Why you don't want user defined functions and macros in your build system


This is hopefully going to be a short post about why meson insists that you fix bugs in meson itself, and not in your local scripts like many other build systems do.

Lets start by talking about the two build systems people usually compare meson to: autotools and cmake. Both of these languages have a scripting language, autotools has the m4 macro language, and cmake has the cmake language.

m4 is an old macro processing language, it’s difficult to debug and understand, and unless you do a lot of autoconf you probably don’t know anything about it. If you’ve seen an autotools project, you’ve probably seen a folder called m4 with a bunch of ax_*.m4 files in it. These are macro definitions that are used in the configure.ac file. These files are copied from other projects into your m4 folder, and used during the build.

For CMake there’s usually a folder called cmake, that has a bunch of *.cmake files in it. Same idea, different language.

So why does this not work?

Mostly for two reasons:

  • version proliferation
  • missed code sharing

Version Proliferation

Imagine that we have a macro called DoFoo, and it’s in a file called dofoo.file. Imagine that this file is part of a project called A. Now two other projects, B and C, also need this script, so they copy the file. B copies version 1, then A updates to version 2 which C copies. Now project B makes some different changes, and project D copies that, then they make some more changes and project E copies that. Meanwhile C makes changes to version 2, and project F copies that. Now there are 6 copies of dofoo.file, each different, and each broken in different ways.

The second problem is that each of these copies tends to only work on the configuration that the developers of that project use. If they are working on a Windows project, it works for Windows; if they work on Debian, it works for Debian, etc.
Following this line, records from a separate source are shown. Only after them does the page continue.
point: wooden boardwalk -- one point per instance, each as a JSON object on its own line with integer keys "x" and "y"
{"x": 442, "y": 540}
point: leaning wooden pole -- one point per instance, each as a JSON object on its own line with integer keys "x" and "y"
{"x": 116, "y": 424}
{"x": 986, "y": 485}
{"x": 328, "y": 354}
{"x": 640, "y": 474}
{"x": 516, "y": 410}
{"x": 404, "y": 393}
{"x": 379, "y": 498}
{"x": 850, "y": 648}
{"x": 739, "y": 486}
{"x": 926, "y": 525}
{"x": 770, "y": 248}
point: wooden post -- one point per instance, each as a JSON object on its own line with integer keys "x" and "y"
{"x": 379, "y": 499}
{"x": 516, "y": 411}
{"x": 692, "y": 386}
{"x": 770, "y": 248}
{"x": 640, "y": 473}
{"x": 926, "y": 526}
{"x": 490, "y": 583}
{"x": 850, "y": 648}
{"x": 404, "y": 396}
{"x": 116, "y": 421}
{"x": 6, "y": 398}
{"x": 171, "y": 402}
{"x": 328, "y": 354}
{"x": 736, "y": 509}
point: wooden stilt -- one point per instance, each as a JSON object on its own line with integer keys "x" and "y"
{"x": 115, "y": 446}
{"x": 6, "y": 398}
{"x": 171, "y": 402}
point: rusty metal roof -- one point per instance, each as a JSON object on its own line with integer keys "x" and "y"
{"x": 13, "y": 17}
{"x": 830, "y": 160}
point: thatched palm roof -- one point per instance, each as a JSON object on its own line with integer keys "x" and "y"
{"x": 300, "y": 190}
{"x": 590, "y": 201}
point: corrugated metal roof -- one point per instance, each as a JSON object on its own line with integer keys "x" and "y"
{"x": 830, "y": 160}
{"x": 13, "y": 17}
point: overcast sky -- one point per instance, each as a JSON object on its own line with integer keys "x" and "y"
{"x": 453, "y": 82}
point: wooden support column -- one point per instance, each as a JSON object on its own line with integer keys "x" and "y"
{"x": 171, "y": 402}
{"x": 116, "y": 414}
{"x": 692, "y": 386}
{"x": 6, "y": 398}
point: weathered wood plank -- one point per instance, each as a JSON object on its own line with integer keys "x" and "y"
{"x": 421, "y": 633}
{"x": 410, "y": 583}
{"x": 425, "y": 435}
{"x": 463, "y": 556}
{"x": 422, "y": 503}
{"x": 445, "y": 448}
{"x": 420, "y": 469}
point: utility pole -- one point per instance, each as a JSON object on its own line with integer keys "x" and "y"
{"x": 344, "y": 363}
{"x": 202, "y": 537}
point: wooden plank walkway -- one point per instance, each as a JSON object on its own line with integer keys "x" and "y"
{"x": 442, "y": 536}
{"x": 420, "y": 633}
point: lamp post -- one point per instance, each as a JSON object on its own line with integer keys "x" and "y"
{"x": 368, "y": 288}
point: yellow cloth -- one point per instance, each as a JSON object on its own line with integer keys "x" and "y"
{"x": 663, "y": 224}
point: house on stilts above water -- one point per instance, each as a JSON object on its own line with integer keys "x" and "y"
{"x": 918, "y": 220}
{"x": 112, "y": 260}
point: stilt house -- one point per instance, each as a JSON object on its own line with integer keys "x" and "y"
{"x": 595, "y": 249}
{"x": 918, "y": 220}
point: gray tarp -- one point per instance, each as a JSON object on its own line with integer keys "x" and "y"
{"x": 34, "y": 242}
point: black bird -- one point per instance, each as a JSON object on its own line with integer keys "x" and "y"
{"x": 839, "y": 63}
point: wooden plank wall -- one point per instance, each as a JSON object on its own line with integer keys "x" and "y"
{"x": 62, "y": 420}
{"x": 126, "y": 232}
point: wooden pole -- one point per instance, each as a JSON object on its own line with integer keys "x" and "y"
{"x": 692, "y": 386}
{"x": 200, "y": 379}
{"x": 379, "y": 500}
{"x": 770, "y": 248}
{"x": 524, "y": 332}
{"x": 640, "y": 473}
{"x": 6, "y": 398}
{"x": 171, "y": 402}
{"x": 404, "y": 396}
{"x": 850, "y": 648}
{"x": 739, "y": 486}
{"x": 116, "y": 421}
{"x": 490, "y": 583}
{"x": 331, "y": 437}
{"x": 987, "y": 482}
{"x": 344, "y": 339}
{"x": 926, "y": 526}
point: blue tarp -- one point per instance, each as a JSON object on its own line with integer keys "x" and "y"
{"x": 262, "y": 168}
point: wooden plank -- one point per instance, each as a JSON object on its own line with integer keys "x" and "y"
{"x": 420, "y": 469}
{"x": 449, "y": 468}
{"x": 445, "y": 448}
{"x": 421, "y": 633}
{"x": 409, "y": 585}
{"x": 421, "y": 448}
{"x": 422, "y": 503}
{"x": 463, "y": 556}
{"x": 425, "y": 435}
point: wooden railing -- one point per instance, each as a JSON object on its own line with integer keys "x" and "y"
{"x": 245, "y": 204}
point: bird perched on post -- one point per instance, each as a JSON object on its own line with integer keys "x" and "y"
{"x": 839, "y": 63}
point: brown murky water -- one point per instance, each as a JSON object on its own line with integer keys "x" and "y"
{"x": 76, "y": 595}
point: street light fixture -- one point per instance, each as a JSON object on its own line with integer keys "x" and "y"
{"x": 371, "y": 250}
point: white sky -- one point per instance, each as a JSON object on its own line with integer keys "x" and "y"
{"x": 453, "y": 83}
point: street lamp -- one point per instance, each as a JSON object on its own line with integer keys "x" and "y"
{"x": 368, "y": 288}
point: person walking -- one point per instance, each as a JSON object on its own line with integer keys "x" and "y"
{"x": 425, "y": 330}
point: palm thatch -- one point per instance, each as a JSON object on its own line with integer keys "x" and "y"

This is what I’m calling version proliferation; there are dozens of versions, each of them different, and each of them broken in different ways.

Missing Code Sharing

We can, as programmers, all agree that sharing and reusing code is (generally) better than not sharing and reusing code. This is why we have libraries. While some projects heavily make use of vendoring to keep their own altered copies of libraries in their source tree. Most of us realize this is a bad practice, we don’t want a copy of zlib or openssl in our source tree, we want to keep getting fixes from upstream. Shared scripts have the same problem, when the code is in the core build system everyone gets to use and enjoy it without the burden of maintaining it directly. It further benefits people implementing build systems that may be used on platforms they don’t use (like Windows or macOS) because there are people working on upstream that do have those systems.

We can take mesa as an example. Mesa has 156 lines of macros for dealing with llvm-config in configure.ac. Some of this works around different brokenness in different versions of LLVM, some of it helps set up the right arguments to pass to llvm-config. Every project that uses LLVM needs the equivalent of those 156 lines, and there are bugs for some configurations of LLVM in that logic. Meson has 198 lines of code for dealing with llvm-config in core meson. That means anyone who wants to use LLVM as a dependency can simply say:

dep_llvm = dependency('llvm')

and things just work. And those 156 lines only work on Linux, *BSD, and macOS; meson’s work on windows.